Given the lack of response from Naxclow, users are strongly advised to implement defensive measures to minimize exposure.
### Mitigation Steps
CISA recommends the following defensive measures to reduce the risk of exploitation:
1. Minimize network exposure for all control system devices, ensuring they are not accessible from the internet.
2. Locate control system networks and remote devices behind firewalls, isolating them from business networks.
3. Use secure methods for remote access, such as Virtual Private Networks (VPNs), and ensure they are updated to the latest version.

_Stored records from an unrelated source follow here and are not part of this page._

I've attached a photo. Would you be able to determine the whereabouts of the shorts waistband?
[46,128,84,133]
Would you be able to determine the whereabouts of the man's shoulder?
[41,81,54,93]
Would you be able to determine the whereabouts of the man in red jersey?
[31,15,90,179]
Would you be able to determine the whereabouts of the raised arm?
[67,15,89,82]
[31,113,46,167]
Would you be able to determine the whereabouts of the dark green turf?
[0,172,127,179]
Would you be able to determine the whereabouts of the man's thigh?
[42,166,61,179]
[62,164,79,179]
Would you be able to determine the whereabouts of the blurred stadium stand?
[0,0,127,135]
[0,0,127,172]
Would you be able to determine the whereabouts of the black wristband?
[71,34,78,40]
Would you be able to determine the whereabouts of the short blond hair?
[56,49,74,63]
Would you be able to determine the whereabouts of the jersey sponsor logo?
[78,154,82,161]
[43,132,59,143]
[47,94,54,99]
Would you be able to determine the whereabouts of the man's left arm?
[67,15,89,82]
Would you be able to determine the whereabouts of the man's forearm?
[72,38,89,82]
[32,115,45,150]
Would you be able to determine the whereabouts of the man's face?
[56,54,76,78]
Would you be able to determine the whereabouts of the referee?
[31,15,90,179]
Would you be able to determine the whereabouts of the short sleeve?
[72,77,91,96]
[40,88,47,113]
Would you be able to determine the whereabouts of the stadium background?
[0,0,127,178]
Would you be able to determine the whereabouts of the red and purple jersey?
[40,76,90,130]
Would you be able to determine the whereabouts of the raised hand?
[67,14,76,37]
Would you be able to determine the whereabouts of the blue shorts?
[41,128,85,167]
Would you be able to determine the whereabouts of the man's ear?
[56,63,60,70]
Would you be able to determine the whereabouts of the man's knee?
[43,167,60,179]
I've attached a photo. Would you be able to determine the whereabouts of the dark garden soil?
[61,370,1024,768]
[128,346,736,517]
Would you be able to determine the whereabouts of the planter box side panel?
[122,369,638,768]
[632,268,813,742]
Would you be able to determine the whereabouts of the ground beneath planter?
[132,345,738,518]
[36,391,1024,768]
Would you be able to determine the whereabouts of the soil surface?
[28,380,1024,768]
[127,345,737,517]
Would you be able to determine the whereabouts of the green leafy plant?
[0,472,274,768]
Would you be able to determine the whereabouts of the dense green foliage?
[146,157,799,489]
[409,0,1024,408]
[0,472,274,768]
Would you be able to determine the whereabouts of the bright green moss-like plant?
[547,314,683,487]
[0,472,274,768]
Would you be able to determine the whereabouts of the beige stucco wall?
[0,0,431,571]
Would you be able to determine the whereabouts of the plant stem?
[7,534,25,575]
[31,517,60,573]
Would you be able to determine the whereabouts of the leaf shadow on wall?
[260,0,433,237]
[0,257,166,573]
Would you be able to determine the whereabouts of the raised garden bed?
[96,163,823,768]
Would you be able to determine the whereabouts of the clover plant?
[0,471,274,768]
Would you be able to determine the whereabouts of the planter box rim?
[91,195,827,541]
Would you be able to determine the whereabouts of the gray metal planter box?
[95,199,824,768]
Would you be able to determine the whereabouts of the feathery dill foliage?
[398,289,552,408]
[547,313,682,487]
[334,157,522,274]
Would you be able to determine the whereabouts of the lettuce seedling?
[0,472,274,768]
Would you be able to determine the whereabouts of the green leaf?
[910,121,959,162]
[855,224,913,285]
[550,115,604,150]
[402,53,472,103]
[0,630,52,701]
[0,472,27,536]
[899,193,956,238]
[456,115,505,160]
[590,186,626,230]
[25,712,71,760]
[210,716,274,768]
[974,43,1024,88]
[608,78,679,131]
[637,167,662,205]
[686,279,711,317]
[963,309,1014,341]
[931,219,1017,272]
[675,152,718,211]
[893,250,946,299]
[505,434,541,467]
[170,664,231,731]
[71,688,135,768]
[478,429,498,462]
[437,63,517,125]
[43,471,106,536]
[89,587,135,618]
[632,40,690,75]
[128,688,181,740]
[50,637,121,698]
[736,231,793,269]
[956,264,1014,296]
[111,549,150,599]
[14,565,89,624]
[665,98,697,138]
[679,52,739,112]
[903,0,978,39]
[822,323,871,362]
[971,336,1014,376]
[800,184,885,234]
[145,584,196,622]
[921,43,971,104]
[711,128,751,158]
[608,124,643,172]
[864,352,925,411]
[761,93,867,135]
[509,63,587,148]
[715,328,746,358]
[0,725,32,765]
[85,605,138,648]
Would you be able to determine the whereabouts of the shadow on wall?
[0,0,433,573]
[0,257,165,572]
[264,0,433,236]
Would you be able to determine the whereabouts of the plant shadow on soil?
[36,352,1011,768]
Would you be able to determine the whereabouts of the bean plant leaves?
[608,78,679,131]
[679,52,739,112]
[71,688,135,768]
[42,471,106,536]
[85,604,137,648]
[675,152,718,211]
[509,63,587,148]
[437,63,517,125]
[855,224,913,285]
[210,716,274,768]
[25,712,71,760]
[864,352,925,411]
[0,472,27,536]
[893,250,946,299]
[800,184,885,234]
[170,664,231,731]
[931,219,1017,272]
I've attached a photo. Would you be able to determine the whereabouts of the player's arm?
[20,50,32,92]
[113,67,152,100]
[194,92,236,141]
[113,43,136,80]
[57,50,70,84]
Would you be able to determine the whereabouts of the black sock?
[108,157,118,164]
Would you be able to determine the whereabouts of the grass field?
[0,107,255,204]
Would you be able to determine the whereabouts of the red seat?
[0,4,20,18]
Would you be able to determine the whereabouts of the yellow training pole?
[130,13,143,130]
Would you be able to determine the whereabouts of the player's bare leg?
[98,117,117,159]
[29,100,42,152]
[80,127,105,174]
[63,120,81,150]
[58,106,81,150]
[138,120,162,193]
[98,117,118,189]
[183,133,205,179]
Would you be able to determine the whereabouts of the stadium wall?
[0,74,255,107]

4. Perform proper impact analysis and risk assessment before deploying defensive measures.
5. Monitor for suspicious activity and report findings to CISA for tracking and correlation.
For more details, refer to CISA’s ICS webpage and the technical information paper.
## Conclusion
The six critical vulnerabilities in the Naxclow IoT Platform highlight the growing risks associated with IoT security. With millions of devices potentially exposed, users must take proactive steps to protect their networks and data. The lack of response from Naxclow underscores the importance of vendor accountability and user vigilance in the face of emerging threats.
As the situation develops, users are urged to stay informed and implement recommended security practices to mitigate risks.
## References
[^1]: CISA. "ICS Advisory (ICSA-26-162-02) Naxclow IoT Platform". Retrieved 2025-01-24.
[^2]: MITRE. "CWE-639: Authorization Bypass Through User-Controlled Key". Retrieved 2025-01-24.
[^3]: MITRE. "CWE-862: Missing Authorization". Retrieved 2025-01-24.
[^4]: MITRE. "CWE-262: Not Using Password Aging". Retrieved 2025-01-24.
[^5]: MITRE. "CWE-321: Use of Hard-coded Cryptographic Key". Retrieved 2025-01-24.